SLVAFK1 January 2025 INA228 , INA232 , INA234 , INA236 , INA237 , INA238 , MSPM0C1103 , MSPM0C1103-Q1 , MSPM0C1104 , MSPM0C1104-Q1 , MSPM0G1105 , MSPM0G1106 , MSPM0G1107 , MSPM0G1505 , MSPM0G1506 , MSPM0G1507 , MSPM0G1519 , MSPM0G3105 , MSPM0G3105-Q1 , MSPM0G3106 , MSPM0G3106-Q1 , MSPM0G3107 , MSPM0G3107-Q1 , MSPM0G3505 , MSPM0G3505-Q1 , MSPM0G3506 , MSPM0G3506-Q1 , MSPM0G3507 , MSPM0G3507-Q1 , MSPM0G3519 , MSPM0L1105 , MSPM0L1106 , MSPM0L1117 , MSPM0L1227 , MSPM0L1228 , MSPM0L1228-Q1 , MSPM0L1303 , MSPM0L1304 , MSPM0L1304-Q1 , MSPM0L1305 , MSPM0L1305-Q1 , MSPM0L1306 , MSPM0L1306-Q1 , MSPM0L1343 , MSPM0L1344 , MSPM0L1345 , MSPM0L1346 , MSPM0L2227 , MSPM0L2228 , MSPM0L2228-Q1 , TPS62866 , TPS62868 , TPS62869 , TPS6286A06 , TPS6286B10
Many applications require accurate temperature control of a heating element. Closed loop control based on temperature requires measurement of the heater temperature using a thermistor or thermocouple. This can sometimes be mechanically challenging and costly. Additionally, in battery powered applications, traditional PWM drive and associated high current pulses, can reduce battery life and lifetime.
Heater temperature is not linear with voltage or current due to changes in resistance with temperature. However, temperature is close to linear with applied power.
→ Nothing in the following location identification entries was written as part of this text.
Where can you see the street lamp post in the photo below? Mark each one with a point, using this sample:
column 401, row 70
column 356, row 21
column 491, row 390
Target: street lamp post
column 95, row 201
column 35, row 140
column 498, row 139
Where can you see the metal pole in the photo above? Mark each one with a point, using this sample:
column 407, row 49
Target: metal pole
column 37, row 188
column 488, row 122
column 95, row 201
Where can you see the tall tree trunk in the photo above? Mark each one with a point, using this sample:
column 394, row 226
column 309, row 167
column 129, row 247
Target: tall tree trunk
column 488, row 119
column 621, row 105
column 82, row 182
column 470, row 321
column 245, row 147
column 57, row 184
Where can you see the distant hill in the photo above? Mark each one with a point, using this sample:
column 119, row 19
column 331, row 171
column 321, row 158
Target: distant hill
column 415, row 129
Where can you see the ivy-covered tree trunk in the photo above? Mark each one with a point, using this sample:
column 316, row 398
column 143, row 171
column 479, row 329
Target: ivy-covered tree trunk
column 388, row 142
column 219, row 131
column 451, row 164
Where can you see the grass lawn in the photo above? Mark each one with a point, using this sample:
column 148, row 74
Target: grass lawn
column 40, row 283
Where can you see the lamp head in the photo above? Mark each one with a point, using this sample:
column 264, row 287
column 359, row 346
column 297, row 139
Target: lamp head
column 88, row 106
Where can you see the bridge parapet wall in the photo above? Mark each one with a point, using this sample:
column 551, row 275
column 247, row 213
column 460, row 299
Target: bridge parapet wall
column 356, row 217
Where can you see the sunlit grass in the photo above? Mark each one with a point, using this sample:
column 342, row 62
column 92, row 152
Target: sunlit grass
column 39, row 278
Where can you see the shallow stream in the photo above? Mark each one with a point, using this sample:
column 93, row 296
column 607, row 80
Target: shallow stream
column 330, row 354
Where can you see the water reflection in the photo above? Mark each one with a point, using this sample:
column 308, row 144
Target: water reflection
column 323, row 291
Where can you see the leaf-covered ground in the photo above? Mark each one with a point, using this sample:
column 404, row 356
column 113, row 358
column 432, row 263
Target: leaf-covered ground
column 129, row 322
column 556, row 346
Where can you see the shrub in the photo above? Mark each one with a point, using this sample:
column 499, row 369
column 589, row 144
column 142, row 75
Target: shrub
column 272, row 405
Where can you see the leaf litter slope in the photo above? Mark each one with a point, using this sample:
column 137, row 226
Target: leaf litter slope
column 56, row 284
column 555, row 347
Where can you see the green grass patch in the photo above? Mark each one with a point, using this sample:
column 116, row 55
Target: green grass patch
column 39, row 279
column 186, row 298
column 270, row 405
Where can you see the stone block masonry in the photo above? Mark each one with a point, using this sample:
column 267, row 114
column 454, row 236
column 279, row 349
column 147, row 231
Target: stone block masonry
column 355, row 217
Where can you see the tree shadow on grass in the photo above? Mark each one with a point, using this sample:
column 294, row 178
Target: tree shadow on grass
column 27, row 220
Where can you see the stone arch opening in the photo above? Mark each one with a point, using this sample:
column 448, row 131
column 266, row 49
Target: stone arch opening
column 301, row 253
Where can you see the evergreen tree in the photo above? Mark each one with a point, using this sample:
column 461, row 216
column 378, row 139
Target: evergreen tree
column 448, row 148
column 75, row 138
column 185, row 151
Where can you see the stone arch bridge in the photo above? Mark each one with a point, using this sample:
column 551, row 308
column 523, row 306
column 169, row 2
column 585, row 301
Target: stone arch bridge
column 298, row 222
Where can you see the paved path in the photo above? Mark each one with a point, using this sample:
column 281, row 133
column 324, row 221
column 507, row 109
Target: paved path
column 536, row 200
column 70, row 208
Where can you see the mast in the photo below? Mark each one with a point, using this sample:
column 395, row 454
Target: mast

By implementing a closed loop constant power drive the temperature can be controlled needing only to measure power and not temperature directly.
This reference design uses a closed loop constant power topology to drive a low impedance heater element. This application note includes the choices and challenges within the hardware and software implementation. The document also shows initial results and discusses advantages of this method of temperature control.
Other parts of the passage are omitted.